Thor laid a hand on Tony’s shoulder.  “I understand your urge to change the past; there is part of me that wishes to do the same.  But stronger men than us have failed to control the stones and have instead allowed the stones to control them.  I will not allow you to join their ranks.”

“We could bring everyone back,” Tony said.  “Isn’t that worth a little risk?”

“And how far would you go, Tony?” Thor said.  “You’d turn back time and stop Thanos.  But what about before that?  Would you undo Ultron?  My brother and the Chitauri?  Your kidnapping?  How much of the world will you take apart and remake according to your own vision?”

“As much as I need to,” Tony said.

Thor narrowed his eyes.  “Then maybe you should stay behind.”

“He’s got a point, Thor,” Rocket said.  “If the wizard used it, why can’t we?  We’ll test it out, no harm no foul - ”

“I’m not sure it’s entirely up to us,” Natasha said.  “If we take down Thanos with help, everyone who’s involved could want a say in what happens to the stones.”

“So we might be about to start a whole new war,” Bruce said.  

“Which is exactly why we should destroy them immediately,” Thor said.  

“That’s just like a monarchist to make a unilateral decision for the rest of the universe,” Tony said.

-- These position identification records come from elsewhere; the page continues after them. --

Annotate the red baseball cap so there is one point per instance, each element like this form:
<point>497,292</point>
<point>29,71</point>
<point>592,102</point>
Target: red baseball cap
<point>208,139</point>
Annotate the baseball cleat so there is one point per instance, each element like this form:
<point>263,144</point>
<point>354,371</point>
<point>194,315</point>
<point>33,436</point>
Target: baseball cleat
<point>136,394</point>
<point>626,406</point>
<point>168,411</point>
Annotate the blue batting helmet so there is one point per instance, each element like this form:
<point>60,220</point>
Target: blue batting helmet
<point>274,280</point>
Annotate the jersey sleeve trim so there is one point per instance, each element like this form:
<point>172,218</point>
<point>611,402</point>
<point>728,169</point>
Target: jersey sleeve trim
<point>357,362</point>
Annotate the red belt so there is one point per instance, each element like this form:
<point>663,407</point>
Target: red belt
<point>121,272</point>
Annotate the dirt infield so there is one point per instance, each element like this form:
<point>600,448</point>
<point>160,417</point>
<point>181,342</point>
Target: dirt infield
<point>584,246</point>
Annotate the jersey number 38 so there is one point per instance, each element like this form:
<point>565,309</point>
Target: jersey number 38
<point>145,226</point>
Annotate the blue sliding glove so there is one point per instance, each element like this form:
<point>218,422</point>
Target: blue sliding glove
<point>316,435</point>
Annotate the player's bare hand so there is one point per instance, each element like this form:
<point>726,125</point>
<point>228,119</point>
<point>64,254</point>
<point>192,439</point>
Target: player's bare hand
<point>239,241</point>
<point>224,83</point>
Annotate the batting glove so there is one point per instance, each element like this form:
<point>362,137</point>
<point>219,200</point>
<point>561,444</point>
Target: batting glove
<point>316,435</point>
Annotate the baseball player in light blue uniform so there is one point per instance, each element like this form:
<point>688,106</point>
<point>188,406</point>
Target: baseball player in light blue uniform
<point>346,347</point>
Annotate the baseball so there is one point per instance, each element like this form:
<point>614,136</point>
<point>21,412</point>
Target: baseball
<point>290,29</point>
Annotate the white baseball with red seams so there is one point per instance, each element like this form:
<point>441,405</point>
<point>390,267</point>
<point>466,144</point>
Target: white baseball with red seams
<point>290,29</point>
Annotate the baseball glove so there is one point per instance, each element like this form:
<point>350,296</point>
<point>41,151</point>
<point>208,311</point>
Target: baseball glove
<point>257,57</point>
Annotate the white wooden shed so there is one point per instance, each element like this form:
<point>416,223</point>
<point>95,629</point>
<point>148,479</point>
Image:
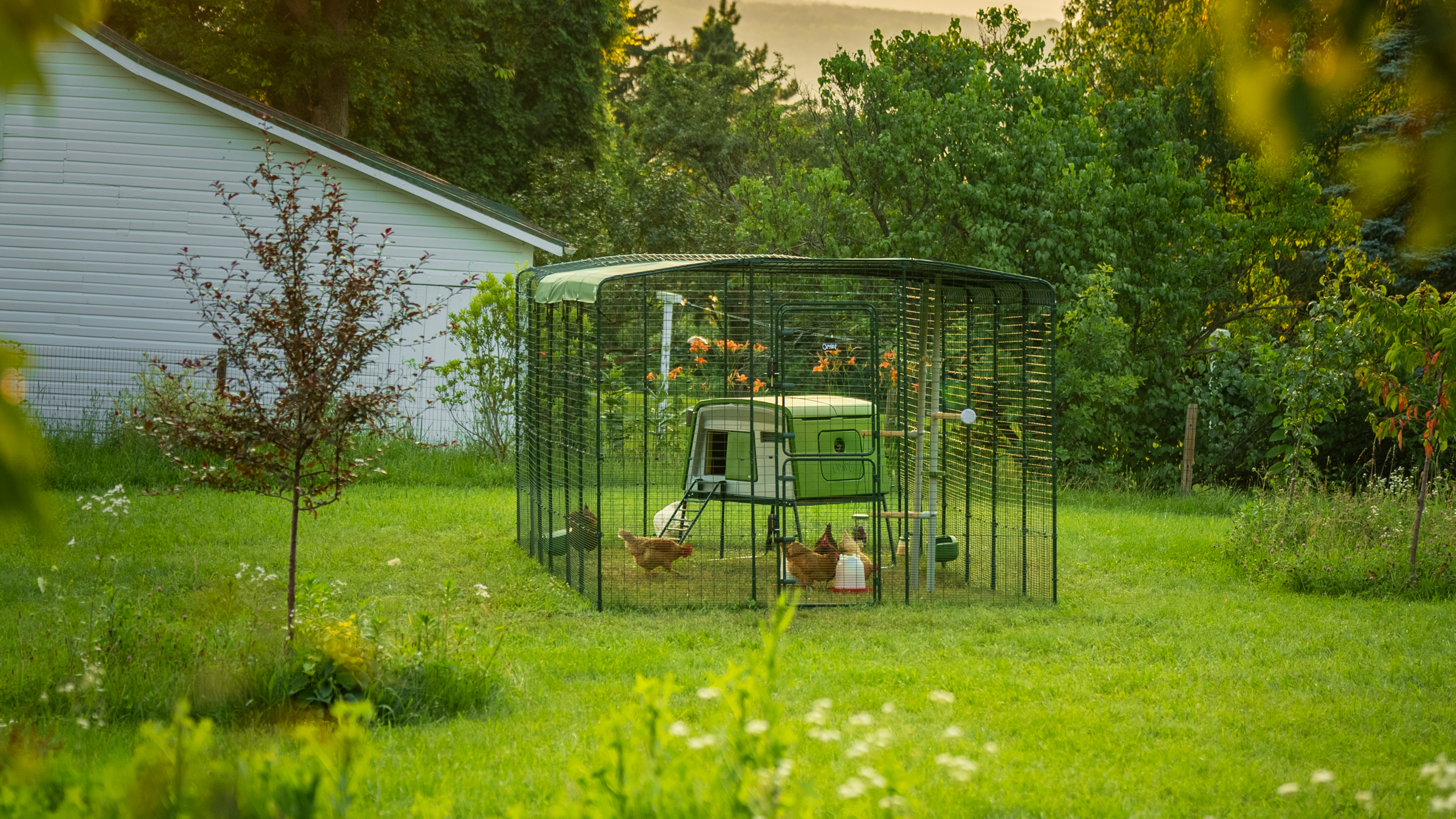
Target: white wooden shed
<point>105,175</point>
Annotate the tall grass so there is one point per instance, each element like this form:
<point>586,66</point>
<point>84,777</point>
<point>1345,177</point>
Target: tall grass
<point>1350,543</point>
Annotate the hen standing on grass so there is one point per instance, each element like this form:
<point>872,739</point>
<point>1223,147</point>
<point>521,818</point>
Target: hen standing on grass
<point>810,568</point>
<point>653,553</point>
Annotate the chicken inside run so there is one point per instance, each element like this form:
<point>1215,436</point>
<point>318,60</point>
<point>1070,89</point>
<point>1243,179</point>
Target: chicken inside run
<point>713,431</point>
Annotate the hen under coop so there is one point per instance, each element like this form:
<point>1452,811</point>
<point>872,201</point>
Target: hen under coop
<point>711,431</point>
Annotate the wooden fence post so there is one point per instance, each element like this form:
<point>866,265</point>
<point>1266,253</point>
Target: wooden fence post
<point>1190,435</point>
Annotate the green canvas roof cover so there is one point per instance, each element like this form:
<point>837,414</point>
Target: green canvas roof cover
<point>581,282</point>
<point>809,406</point>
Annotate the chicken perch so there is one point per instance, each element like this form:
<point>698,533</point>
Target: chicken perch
<point>653,553</point>
<point>810,568</point>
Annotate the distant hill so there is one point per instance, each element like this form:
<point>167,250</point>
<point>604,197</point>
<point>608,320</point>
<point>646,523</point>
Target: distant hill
<point>809,32</point>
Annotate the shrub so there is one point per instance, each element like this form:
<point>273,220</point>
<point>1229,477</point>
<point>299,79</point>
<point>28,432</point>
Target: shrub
<point>1340,543</point>
<point>177,771</point>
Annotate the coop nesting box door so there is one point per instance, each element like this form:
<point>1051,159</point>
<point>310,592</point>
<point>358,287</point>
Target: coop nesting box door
<point>841,442</point>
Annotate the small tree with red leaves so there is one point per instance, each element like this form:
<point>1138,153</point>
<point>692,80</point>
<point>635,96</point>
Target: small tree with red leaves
<point>1414,378</point>
<point>297,324</point>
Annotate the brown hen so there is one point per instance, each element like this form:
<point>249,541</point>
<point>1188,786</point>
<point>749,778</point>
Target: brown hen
<point>654,553</point>
<point>810,568</point>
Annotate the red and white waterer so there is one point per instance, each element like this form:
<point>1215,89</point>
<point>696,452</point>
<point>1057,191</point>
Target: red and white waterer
<point>849,576</point>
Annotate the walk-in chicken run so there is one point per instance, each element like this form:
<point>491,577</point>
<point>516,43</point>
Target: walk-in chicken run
<point>713,431</point>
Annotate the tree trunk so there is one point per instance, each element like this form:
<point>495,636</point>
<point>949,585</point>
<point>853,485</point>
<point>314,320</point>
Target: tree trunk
<point>331,105</point>
<point>293,556</point>
<point>1420,507</point>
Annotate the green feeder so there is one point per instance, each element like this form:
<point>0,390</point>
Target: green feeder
<point>947,548</point>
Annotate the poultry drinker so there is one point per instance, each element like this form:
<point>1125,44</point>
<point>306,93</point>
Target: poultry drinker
<point>717,411</point>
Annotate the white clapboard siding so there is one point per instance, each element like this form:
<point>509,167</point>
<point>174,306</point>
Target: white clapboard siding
<point>107,175</point>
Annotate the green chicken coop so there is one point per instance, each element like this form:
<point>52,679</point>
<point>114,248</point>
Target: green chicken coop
<point>893,416</point>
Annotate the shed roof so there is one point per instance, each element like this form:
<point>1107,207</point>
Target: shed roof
<point>583,280</point>
<point>331,146</point>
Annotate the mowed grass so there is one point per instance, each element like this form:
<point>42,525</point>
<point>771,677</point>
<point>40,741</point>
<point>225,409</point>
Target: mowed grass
<point>1163,684</point>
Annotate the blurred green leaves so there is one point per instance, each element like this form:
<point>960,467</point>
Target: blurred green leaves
<point>27,22</point>
<point>1286,65</point>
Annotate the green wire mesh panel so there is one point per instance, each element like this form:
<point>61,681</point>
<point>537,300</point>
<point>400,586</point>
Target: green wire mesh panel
<point>756,403</point>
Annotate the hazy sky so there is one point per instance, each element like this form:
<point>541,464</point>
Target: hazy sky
<point>1030,9</point>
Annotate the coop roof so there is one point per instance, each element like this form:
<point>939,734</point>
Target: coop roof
<point>809,406</point>
<point>583,280</point>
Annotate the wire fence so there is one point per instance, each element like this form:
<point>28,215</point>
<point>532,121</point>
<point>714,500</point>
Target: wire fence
<point>84,388</point>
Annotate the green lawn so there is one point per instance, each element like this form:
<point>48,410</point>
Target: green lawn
<point>1163,685</point>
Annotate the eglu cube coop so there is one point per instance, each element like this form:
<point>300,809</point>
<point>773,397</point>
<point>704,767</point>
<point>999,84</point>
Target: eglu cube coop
<point>708,431</point>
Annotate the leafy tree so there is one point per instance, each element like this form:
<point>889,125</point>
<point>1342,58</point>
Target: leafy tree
<point>1413,381</point>
<point>24,25</point>
<point>299,322</point>
<point>1311,381</point>
<point>479,388</point>
<point>1094,374</point>
<point>693,120</point>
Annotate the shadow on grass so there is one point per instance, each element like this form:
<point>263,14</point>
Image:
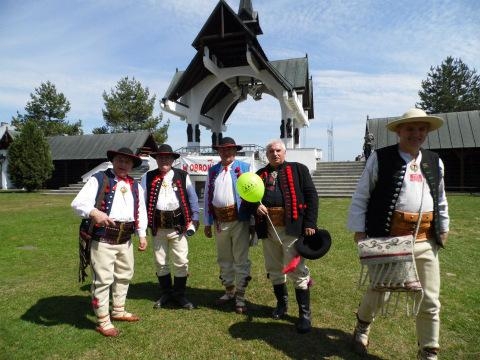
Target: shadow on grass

“Enough,” Steve said.  “Thor’s right - the stones are dangerous.  We’ve seen what they can do, and we don’t want to see it again.  Tony, we have to destroy them.”

Tony looked around to ascertain that, yup, no one except Rocket, an actual raccoon, was on his side.  “Fine,” he said shortly, holding up his hands in forced surrender.  “If that’s how it’s gonna be, that’s fine.  I’ll keep myself out of trouble so nobody has to worry about me becoming a time traveling supervillain.  Let me know when you figure out a plan.”

“Tony,” Bruce said, but Tony was already gone.

  
  
  
  
  


Tony was _embarrassingly_  deep into AC/DC’s catalogue when Steve turned up in his lab and said, “Friday, can you turn that down?”

“I know what you’re thinking: what _are_  the kids listening to these days?” Tony said.  

“It all sounds the same to me,” Steve played along.

“That’s a lie, Natasha told me you love Hamilton.”

“I’m not ashamed of loving Hamilton,” Steve said.  He leaned against the table that held Bruce’s optimistically-expandable spacesuit and looked at Tony seriously.  “Nobody thinks you’re going to turn into a supervillain.”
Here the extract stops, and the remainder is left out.